Bumi Manusia dan Pembaca yang Boro-Boro Nonton, Sudah Buru-Buru Kecewa

MOJOK.COKecewa ketika menonton film yang diangkat dari buku adalah hal biasa. Tapi, kecewa bahkan sebelum filmnya dibuat? Seposesif itukah para pembaca Bumi Manusia?

Sudah lama sekali saya mendengar berita bahwa Bumi Manusia akan difilmkan. Sepertinya sudah lebih dari 10 tahun lalu. Proyek ini juga sudah pindah tangan dari sineas satu ke sineas lainnya. Seperti tebak-tebak buah manggis, siapa yang bisa bikin film ini paling manis? Beberapa nama seperti Riri Riza dan Anggi Umbara kabarnya pernah mencoba memegang proyek ini, tetapi belum berjodoh. Lebih baik menunggu orang yang tepat untuk bisa merealisasikan karya sastra ini ke layar lebar ketimbang jadi proyek abrakadabra yang digarap tergesa-gesa.

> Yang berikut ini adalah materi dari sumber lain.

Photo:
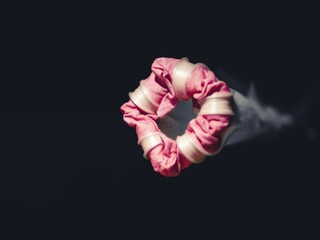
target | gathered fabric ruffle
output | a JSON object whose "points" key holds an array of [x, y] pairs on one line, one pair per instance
{"points": [[204, 131]]}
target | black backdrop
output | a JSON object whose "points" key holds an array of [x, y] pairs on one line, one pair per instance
{"points": [[69, 162]]}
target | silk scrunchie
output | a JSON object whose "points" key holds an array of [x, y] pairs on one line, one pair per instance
{"points": [[172, 80]]}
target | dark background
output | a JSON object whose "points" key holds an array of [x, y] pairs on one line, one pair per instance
{"points": [[69, 162]]}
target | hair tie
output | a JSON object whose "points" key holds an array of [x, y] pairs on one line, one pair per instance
{"points": [[172, 80]]}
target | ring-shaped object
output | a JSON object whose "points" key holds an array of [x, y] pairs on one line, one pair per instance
{"points": [[172, 80]]}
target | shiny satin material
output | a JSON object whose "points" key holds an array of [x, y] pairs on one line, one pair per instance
{"points": [[204, 132]]}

Tetapi, ternyata waktu lebih dari 10 tahun pun bagi netizen dirasa kurang lama untuk menentukan siapa yang paling pantas menggarap film Bumi Manusia. Buktinya, Hanung yang segitu masternya di bidang film masih banyak diprotes. Kenapa musti Hanung sih? Dia kan anu, anu, anu. Dia nggak akan bisa menangkap esensi Bumi Manusia! Terus… yang bisa mendapat esensi Bumi Manusia siapa, dong? Sebutkan nama! Kasih nama itu ke Falcon Pictures, saya yakin mereka punya jawaban kenapa tidak memilih nama itu sebagai sutradara Bumi Manusia.

Kenapa harus ke Falcon? Kenapa nggak dipilih suara terbanyak aja kayak pemilu? Kamu pikir bikin film itu kayak negara, dibiayai pakai pajak bersama? Sorry to say ya, gaes, but film is business. Mau seidealis apa pun materi yang diangkat, ya… business is business. Apalagi film sebesar Bumi Manusia, sudah jelas ini bukan film murah yang bisa digarap cuma dengan uang semiliar dua miliar.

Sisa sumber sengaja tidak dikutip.